Hal ini dapat dipahami, bahwa perikatan yang bersumber dari undang – undang terbagi menjadi 2, yaitu : ditentukan oleh undang – undang dan perbuatan manusia (perjanjian)
Hal – hal di atas menurut pendapat saya merupakan fakta – fakta hukum yang dapat dikemukakan tentang ketentuan pasal 1233 BW.

4. Perbedaan Antara Perikatan Karena Perjanjian dengan Perikatan Karena Undang-Undang
Setelah membaca beberapa referensi mengenai perikatan yang timbul karena perjanjian dan perikatan yang timbul karena UU, saya berpendapat bahwa terdapat perbedaan antara kedua jenis perikatan tersebut. Perbedaan itu antara lain :
a.       Dalam perikatan karena perjanjian, para pihak dapat membuat suatu perikatan sesuai dengan kehendaknya, namun tidak boleh melanggar ketentuan undang – undang, kesusilaan dan ketertiban umum.
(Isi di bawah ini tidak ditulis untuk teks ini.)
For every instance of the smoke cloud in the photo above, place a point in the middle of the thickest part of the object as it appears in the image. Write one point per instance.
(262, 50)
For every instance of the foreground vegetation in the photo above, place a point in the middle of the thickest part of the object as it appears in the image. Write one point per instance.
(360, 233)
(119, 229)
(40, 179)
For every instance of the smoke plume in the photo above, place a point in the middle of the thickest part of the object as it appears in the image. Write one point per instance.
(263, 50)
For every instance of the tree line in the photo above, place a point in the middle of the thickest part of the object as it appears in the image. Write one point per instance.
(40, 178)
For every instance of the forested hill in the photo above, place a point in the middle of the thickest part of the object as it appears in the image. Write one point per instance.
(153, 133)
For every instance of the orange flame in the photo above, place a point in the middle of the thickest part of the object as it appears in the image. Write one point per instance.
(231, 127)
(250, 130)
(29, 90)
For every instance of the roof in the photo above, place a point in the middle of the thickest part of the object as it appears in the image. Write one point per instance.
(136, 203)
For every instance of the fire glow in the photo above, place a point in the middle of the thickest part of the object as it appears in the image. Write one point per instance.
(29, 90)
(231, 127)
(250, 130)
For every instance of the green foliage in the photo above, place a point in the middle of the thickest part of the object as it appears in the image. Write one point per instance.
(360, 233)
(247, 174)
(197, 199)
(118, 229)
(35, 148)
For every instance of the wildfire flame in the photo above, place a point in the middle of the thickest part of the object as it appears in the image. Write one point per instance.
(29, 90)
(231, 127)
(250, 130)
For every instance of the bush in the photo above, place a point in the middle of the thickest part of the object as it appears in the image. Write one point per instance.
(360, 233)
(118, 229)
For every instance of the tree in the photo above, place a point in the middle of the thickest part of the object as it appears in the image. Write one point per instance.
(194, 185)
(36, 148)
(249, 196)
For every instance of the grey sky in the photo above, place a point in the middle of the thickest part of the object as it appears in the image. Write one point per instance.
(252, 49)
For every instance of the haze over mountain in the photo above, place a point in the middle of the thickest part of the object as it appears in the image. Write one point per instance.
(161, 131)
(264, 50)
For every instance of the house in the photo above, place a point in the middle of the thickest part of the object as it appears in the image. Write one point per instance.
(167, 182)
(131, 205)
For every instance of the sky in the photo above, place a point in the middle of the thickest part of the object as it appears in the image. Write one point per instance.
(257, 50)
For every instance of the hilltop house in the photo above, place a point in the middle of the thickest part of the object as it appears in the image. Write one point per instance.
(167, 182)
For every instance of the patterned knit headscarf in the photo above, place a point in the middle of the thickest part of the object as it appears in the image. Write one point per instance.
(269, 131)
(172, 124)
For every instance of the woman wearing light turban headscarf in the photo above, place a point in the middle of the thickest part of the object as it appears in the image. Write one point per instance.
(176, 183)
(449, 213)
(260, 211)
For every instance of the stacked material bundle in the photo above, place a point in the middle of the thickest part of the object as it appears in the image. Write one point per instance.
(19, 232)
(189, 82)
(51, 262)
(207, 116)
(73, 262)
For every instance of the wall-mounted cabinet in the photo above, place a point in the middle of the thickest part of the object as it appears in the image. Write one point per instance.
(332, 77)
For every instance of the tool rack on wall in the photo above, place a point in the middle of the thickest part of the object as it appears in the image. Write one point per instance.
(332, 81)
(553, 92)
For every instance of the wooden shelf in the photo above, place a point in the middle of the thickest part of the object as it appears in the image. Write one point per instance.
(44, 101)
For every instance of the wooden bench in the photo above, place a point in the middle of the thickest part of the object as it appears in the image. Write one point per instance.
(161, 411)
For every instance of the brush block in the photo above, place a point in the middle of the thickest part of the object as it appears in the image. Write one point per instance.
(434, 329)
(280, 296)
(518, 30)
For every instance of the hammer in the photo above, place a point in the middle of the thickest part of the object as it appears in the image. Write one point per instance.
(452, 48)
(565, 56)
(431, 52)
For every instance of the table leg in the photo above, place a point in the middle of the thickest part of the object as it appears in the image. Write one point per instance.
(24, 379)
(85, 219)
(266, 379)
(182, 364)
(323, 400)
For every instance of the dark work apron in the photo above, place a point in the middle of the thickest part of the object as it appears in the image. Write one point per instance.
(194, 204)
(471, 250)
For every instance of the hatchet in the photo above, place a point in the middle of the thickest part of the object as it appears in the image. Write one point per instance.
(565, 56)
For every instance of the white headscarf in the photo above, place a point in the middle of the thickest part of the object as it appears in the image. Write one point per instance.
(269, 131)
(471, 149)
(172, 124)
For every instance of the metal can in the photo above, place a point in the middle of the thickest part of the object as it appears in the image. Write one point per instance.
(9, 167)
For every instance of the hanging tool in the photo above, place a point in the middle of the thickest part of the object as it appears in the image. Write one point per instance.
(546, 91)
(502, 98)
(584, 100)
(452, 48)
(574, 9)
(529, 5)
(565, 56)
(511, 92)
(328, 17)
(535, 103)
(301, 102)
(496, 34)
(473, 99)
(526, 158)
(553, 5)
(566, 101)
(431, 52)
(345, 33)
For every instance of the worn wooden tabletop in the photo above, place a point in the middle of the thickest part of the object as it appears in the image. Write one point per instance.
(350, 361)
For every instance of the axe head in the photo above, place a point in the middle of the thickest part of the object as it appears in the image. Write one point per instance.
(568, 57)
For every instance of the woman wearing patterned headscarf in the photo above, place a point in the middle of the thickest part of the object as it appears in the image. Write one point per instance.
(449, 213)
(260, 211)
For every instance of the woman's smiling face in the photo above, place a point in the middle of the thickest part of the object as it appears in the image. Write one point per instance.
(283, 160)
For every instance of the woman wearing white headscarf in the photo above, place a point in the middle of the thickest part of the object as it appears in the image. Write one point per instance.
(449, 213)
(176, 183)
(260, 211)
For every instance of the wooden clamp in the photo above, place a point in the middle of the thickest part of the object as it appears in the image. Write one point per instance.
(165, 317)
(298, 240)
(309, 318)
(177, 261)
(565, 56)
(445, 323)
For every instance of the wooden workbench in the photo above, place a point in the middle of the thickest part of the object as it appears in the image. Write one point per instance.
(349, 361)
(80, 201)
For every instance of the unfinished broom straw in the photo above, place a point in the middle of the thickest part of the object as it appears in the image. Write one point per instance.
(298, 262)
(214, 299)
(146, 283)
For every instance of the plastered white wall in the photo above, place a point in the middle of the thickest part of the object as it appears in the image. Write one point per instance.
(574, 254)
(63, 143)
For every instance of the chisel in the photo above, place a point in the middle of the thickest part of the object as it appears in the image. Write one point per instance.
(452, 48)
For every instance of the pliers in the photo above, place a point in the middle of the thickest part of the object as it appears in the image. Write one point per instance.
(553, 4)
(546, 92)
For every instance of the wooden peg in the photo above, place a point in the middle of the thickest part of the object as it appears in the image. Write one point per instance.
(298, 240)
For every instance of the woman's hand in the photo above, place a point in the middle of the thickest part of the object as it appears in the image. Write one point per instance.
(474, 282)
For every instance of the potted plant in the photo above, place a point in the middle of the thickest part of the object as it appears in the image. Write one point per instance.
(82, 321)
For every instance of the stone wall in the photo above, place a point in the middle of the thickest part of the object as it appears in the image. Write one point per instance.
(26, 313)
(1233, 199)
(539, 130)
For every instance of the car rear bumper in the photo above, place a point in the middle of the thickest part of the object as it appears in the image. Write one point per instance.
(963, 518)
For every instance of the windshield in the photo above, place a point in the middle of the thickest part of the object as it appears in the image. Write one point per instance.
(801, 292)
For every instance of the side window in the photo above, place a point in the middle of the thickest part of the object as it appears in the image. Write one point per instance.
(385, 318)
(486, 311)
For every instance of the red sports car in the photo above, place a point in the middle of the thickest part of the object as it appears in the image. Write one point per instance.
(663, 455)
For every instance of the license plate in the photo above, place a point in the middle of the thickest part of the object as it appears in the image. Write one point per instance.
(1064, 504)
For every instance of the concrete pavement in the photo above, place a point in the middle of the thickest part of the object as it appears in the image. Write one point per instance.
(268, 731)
Hal ini menunjukkan bahwa asas kebebasan berkontrak benar-benar diterapkan. Sedangkan Perikatan yang timbul karena UU tidak mengedepankan asas kebebasan berkontrak karena perikatan yang akan dilakukan sudah diatur dalam UU dan para pihak harus menjadikan UU tersebut sebagai acuan dalam membuat sebuah perikatan sehingga para pihak tidak bisa bebas membuat poin-poin perjanjian sendiri, misal perjanjian jual beli tanah.

b.      Pada perikatan karena perjanjian, kehendak para pihak memang tertuju kepada akibat hukum tertentu yang memang dikehendaki oleh para pihak atau dianggap menghendaki munculnya perikatan sebagai akibat hukum dari perjanjian yang mereka sepakati. Sedangkan pada perikatan karena UU, kehendak para pihak  tidaklah tertuju kepada akibat hukum yang muncul antara mereka sebagai akibat perbuatan mereka dan dapat dikatakan, bahwa pada umumnya, mereka sama sekali tidak menghendaki akibat hukum seperti itu.